The M1 motorway starts in London and finishes in Hook Moor. The main cities that the 200 mile long motorway passes through are Northampton, Leicester, Nottingham, Derby, Sheffield, Wakefield and Leeds. The M1, which has been called the first ‘inter-urban’ road in the UK, meets the M25, the M62 and the A38.

A number of improvements have been carried out since the opening of the motorway in 1959.

Construction

Sir Owen Williams and Partners were assigned the survey and design of the M1. They undertook these tasks from London to Doncaster, covering a length of approximately 150 miles.

The M1 was built as a dual three-lane motorway.

Initially work was done on a 53.5 mile stretch from Slip End to Crick that included the M45. John Laing & Son was awarded a £15m contract for the entire work on 20 January 1958. The construction work began on 1 April 1958. Laing sub-contracted the whole of the surfacing and part of the structural work.

Hard shoulders were constructed using a mixture of gravel, sand and loam. These eight feet wide lanes were built to Ministry of Transport specifications.

“The motorway is 200 miles long, passing through seven major cities.”

In the early days, a wooden barrier consisting of timber beams served as a guard rail on the M1. The now ubiquitous blue motorway signs were used for the first time on a large scale on the M1. The service area in Watford Gap was another first for the industry; it opened simultaneously with the M1.

The first section of the M1 motorway opened in December 1959.

The road was originally designed to bear a load of 14,000 vehicles per day. In the years that followed the completion of the M1, numerous upgrades and changes were made. The hard shoulder has since been widened to the point where it can actually serve the purpose for which it was built.
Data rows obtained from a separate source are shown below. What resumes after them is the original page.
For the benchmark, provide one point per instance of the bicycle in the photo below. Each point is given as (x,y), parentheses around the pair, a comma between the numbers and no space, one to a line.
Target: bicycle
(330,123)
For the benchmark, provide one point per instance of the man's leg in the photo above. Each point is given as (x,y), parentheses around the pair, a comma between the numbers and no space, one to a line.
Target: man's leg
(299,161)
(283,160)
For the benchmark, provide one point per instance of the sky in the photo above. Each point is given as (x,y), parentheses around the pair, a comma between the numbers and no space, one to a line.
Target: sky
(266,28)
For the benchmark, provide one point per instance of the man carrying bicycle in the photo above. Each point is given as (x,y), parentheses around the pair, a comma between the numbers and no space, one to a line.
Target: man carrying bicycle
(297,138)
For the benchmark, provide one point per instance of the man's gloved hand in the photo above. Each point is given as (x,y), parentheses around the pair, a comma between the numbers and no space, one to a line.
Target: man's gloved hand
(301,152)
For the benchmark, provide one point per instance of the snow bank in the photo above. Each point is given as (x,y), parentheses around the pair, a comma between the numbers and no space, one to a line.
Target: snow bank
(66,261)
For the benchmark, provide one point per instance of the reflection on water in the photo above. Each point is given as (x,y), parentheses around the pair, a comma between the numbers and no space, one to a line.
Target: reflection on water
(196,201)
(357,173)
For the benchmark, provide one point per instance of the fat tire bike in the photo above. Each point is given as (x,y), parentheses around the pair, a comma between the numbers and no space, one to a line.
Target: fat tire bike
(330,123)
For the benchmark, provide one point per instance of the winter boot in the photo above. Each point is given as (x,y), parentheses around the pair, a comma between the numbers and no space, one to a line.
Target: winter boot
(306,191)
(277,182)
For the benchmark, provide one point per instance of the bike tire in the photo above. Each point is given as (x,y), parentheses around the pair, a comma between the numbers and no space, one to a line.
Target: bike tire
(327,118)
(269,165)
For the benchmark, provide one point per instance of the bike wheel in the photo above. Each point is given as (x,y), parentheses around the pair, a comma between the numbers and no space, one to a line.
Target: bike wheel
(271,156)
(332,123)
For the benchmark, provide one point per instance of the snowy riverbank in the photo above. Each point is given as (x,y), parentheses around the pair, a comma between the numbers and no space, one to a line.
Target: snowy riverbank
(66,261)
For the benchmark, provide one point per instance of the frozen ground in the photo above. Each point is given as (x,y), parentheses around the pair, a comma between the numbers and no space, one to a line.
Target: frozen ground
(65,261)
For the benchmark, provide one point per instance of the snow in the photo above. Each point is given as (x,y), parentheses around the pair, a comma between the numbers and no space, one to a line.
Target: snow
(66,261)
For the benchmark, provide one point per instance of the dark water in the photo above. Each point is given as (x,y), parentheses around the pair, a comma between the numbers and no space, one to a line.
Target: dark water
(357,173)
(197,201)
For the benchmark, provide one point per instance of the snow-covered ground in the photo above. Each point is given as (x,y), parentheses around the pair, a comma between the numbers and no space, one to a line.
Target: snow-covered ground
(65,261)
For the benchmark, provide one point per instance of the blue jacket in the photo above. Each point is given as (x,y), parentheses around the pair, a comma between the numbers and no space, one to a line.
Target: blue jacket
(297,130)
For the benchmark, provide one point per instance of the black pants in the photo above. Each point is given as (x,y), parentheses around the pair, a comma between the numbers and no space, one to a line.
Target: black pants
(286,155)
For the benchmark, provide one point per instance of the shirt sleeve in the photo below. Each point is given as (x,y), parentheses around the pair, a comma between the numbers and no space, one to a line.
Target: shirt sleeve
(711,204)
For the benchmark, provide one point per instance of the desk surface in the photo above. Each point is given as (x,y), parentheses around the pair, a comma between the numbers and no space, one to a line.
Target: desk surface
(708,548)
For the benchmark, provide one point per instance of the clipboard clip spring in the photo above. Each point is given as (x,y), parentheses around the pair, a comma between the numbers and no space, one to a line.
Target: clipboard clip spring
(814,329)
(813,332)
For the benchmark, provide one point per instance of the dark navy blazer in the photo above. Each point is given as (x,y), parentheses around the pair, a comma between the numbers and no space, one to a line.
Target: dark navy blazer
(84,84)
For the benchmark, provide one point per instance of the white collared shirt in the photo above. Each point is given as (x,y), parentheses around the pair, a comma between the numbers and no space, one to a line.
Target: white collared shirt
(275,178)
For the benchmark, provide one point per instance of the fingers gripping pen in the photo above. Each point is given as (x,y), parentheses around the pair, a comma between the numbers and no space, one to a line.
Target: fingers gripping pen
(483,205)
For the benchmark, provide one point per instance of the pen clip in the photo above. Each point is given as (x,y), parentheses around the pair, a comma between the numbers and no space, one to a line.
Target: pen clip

Contractors and M1 projects

Some of the projects undertaken on the M1 since 2004 are given below:

Balfour Beatty was awarded the contract for the A421 road scheme connecting the M1 and Bedford on 4 November 2005. Work began in October 2008 and the new 13km dual carriageway was opened on 1 December 2010. The Highways Agency provided more than £200m for the project. As part of this scheme, the M1’s junction 13 was redesigned.

“The M1 was the first motorway to feature the now ubiquitous blue signs.”

In 2008 Balfour Beatty, in a joint venture with Skanska, completed the M1 junction 6a to 10 widening project under the Early Contractor Involvement scheme.

In February 2010, The Highways Agency selected Balfour Beatty as a delivery partner for its framework contract to deliver Managed Motorways schemes. The framework contract is expected to deliver the M1 hard shoulder running between junctions 32 and 35a east of Sheffield by 2015.

MVM, a joint venture of Morgan Sindall, VINCI Construction Grands Projets and Sir Robert McAlpine, is working on widening the 23km long three-lane road between M1 junctions 25 and 28 to four lanes. The project is estimated to cost £340m. The existing hard shoulder will be converted into a fourth lane and new hard shoulders will be built at feasible locations.

Traffic management system

The M1 is operating much over its capacity, which has recently led to tailbacks at rush hour. Work on junctions 10 to 13 would ease the traffic woes of drivers and passengers. In January 2009, the then secretary of state announced that the Hard Shoulder Running (HSR) scheme would be introduced at those junctions linking Luton and Milton Keynes. The scheme has, among other things, made it possible to have reliable journey times.

“The road bears a load of 14,000 vehicles a day.”

Plans to widen the road between the junctions were officially cancelled in March 2010. The HSR scheme was implemented on the existing stretch; work began in February 2011 and is expected to be completed by 2013.

The future of the M1

Junctions 28-31, 32-35a and 39-42 will be prepared for construction by 2015, subject to the outcome of statutory processes.

Junctions 28-31, 32-35a and 39-42 will become managed motorways. The M1 / M6 junction 19 improvement scheme will be prepared for start of construction in future spending review periods.